# Keywords-in-Context (KWIC) Analysis by Theme

This notebook presents a **Keywords-in-Context (KWIC)** analysis across a collection of documents categorized into different thematic areas. The goal is to examine how the most relevant keywords for each theme are used within the actual textual context of the documents.

### 🔍 Objectives

- Analyze keyword usage contextually within each theme.
- Surface insights about how critical terms are framed in the data.


### 🧪 Analysis Workflow

1. **Load and extract text** from PDF files grouped by theme.
2. **Preprocess** text by removing non-ASCII characters to ensure clean NLP tokenization.
3. **Load top keywords** per theme (previously identified).
4. **Perform KWIC analysis** using spaCy to extract left and right context around each keyword.
5. **Display results** in a structured table showing:
   - Left context
   - Keyword
   - Right context

### 📁 Themes Covered

- Barriers to Access  
- Digital Infrastructure  
- Inclusive Digital Technology  
- Tech Ecosystem  
- Case Studies

---

By comparing how key terms appear across different themes, this notebook enables deeper insights into language patterns and framing within the dataset.

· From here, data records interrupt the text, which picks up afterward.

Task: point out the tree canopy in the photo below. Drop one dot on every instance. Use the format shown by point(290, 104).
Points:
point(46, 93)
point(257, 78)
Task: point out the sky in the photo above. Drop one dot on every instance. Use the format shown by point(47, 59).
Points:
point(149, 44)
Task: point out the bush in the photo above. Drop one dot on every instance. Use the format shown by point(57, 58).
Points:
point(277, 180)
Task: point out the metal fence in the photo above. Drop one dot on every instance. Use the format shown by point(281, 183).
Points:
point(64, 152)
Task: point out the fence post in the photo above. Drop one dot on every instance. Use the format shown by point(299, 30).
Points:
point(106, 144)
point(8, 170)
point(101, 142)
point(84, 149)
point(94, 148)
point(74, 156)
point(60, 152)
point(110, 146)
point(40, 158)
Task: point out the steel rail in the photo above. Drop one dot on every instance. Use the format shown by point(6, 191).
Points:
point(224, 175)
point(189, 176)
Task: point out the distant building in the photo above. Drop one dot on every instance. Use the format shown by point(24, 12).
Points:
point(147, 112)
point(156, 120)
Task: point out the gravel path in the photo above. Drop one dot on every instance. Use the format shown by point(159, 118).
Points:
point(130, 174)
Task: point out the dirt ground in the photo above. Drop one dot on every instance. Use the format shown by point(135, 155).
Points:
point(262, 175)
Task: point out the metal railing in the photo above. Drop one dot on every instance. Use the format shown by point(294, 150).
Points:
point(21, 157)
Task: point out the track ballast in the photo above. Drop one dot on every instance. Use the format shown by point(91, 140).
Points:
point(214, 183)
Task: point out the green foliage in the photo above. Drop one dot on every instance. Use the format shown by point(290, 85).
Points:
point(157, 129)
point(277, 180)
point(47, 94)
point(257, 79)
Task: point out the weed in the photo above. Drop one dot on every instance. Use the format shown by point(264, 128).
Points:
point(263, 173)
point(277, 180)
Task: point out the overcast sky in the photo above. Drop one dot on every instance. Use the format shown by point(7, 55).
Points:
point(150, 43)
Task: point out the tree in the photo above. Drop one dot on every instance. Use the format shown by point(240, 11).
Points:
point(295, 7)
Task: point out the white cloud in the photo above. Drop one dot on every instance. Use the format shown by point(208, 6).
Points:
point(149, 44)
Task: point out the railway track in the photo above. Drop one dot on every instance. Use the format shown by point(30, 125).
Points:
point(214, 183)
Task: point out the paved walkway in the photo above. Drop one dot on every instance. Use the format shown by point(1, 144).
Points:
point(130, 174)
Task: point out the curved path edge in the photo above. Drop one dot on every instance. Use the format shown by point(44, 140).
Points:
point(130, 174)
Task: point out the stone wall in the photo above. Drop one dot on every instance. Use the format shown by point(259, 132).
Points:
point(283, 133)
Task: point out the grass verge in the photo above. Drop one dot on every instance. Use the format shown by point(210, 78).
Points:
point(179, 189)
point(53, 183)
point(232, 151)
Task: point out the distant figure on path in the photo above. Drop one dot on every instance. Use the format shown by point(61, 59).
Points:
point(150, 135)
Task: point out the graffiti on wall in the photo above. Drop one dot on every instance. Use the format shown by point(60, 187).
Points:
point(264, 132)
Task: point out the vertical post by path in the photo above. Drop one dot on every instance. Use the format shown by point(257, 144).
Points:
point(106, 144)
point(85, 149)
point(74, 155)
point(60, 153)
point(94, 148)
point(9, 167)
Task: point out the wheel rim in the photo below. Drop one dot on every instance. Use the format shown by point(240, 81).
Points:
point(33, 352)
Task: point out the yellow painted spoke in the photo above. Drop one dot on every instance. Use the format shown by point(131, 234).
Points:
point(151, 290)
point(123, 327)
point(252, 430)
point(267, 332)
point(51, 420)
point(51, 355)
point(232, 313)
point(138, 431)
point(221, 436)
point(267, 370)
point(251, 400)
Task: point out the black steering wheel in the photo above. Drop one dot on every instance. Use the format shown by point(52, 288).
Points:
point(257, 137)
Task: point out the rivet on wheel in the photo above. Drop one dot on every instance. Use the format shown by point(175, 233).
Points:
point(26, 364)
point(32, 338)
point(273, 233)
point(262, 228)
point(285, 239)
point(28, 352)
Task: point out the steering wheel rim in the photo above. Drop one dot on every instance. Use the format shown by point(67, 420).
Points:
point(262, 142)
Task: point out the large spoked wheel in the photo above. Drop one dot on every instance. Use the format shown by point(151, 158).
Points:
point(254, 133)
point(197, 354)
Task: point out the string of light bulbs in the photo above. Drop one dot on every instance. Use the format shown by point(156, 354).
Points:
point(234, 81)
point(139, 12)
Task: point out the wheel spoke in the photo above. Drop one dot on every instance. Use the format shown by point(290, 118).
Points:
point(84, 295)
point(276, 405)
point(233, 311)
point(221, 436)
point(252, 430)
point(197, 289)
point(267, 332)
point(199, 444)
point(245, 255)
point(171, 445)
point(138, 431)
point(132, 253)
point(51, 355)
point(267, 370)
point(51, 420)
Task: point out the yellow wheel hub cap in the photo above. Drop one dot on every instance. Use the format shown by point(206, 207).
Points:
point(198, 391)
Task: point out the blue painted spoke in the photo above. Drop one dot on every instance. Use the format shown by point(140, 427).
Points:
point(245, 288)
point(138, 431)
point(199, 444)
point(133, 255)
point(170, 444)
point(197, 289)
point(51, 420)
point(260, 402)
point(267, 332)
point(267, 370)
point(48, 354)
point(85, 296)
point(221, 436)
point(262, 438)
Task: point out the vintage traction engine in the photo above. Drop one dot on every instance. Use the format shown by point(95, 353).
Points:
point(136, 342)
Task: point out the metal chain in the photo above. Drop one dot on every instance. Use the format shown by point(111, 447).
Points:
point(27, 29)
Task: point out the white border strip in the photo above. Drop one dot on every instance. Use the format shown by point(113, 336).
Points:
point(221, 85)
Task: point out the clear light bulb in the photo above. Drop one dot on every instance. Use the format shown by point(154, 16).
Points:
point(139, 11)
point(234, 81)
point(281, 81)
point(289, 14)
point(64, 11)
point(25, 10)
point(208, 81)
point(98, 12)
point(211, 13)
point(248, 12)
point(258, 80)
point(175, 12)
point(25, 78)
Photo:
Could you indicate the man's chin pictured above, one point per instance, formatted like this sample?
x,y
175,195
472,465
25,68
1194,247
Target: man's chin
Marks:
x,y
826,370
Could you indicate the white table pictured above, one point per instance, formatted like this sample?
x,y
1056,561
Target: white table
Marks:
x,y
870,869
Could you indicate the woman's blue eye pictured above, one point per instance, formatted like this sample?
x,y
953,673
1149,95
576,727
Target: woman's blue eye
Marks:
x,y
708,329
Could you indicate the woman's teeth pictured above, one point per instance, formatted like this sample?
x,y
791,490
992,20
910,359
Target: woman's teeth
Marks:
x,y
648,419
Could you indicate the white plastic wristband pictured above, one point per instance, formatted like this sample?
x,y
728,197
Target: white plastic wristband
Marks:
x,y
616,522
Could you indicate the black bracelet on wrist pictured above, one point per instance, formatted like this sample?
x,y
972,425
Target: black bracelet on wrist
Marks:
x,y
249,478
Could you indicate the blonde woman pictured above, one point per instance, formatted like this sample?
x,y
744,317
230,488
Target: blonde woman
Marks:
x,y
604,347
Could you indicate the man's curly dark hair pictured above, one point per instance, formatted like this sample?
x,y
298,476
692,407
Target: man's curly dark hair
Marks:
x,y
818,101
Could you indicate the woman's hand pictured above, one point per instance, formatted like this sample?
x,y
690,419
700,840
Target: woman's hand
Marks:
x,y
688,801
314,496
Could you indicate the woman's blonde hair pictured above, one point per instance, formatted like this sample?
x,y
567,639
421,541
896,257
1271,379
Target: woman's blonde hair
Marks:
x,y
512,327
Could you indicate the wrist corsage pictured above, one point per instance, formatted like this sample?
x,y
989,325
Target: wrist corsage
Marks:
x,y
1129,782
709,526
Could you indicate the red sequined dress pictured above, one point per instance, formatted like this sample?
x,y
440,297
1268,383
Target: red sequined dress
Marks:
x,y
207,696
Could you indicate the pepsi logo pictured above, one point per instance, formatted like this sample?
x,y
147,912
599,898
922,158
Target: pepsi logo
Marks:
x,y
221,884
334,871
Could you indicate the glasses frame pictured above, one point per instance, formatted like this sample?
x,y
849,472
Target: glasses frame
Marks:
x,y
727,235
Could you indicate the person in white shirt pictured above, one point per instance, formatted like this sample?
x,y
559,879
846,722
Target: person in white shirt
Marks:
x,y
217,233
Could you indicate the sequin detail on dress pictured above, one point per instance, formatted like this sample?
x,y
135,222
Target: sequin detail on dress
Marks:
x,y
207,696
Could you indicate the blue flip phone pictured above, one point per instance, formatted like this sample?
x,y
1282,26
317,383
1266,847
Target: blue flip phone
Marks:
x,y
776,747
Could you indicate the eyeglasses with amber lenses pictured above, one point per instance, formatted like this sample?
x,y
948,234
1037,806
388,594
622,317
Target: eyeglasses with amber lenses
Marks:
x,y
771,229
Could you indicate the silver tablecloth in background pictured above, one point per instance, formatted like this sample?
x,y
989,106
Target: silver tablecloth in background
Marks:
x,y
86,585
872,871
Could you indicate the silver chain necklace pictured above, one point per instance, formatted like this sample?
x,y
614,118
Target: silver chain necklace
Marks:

### Importing Required Libraries
In this step, we import essential Python libraries:
- `pandas` for data manipulation,
- `fitz` (PyMuPDF) to extract text from PDF documents,
- `spacy` for natural language processing (NLP) tasks like tokenization.

In [1]:
import pandas as pd
import fitz
import spacy

### Loading the spaCy Language Model
We load the small English spaCy model `en_core_web_sm`, which will be used to tokenize our text and identify keywords in context.


In [2]:
nlp = spacy.load("en_core_web_sm")

### Reading PDF Files from Dataset
Here, we define the dataset folder structure and collect the text data from all PDF files across different thematic folders.
Each file is tagged with:
- its name (filename),
- the theme it belongs to (parent folder name),
- and the path for accessing its contents.

In [3]:
from pathlib import Path

# Relative path to the dataset folder
datasets_folder = Path.cwd().parent / "1_datasets"
raw_text_data = []

# Recursively search for all PDF files in subdirectories
for pdf_path in datasets_folder.rglob("*.pdf"):
    raw_text_data.append(
        {
            "name": pdf_path.stem,  # filename without extension
            "theme": pdf_path.parent.name,  # name of the immediate parent folder
            "path": str(pdf_path),  # path to pdf file for later processing
        }
    )

raw_text_data

[{'name': 'Access Denied',
  'theme': 'barriers_to_access',
  'path': '/Volumes/Adata su650 512gb/C/karim/ET6-CDSP-group-24-repo/1_datasets/barriers_to_access/Access Denied.pdf'},
 {'name': 'Accessibility to digital technology',
  'theme': 'barriers_to_access',
  'path': '/Volumes/Adata su650 512gb/C/karim/ET6-CDSP-group-24-repo/1_datasets/barriers_to_access/Accessibility to digital technology.pdf'},
 {'name': 'Bridging the digital divide',
  'theme': 'barriers_to_access',
  'path': '/Volumes/Adata su650 512gb/C/karim/ET6-CDSP-group-24-repo/1_datasets/barriers_to_access/Bridging the digital divide.pdf'},
 {'name': 'ICT and Disability',
  'theme': 'barriers_to_access',
  'path': '/Volumes/Adata su650 512gb/C/karim/ET6-CDSP-group-24-repo/1_datasets/barriers_to_access/ICT and Disability.pdf'},
 {'name': 'Mobile Disability Gap Report 2021',
  'theme': 'barriers_to_access',
  'path': '/Volumes/Adata su650 512gb/C/karim/ET6-CDSP-group-24-repo/1_datasets/barriers_to_access/Mobile Disability G

### Extracting Text from PDFs
This function, `extract_text_from_pdf()`, uses PyMuPDF to extract all text from a given PDF file, page by page.
It will later be applied to each file collected from the dataset.

In [4]:
def extract_text_from_pdf(pdf_path):
    """
    Extracts all text from a PDF file using PyMuPDF.

    Args:
        pdf_path (str): Path to the PDF file.

    Returns:
        str: Extracted text from the PDF.
    """
    text = ""
    with fitz.open(pdf_path) as doc:
        for page in doc:
            text += page.get_text()
    return text

### Applying Text Extraction
We apply the text extraction function to each file in our dataset.
If any PDF cannot be processed (e.g., due to corruption), we handle the error gracefully and log the file path for reference.

In [6]:
for item in raw_text_data:
    try:
        raw = extract_text_from_pdf(item["path"])
        item["text"] = raw
    except Exception as e:
        item["text"] = None
        print(f"Error with {item['path']}: {e}")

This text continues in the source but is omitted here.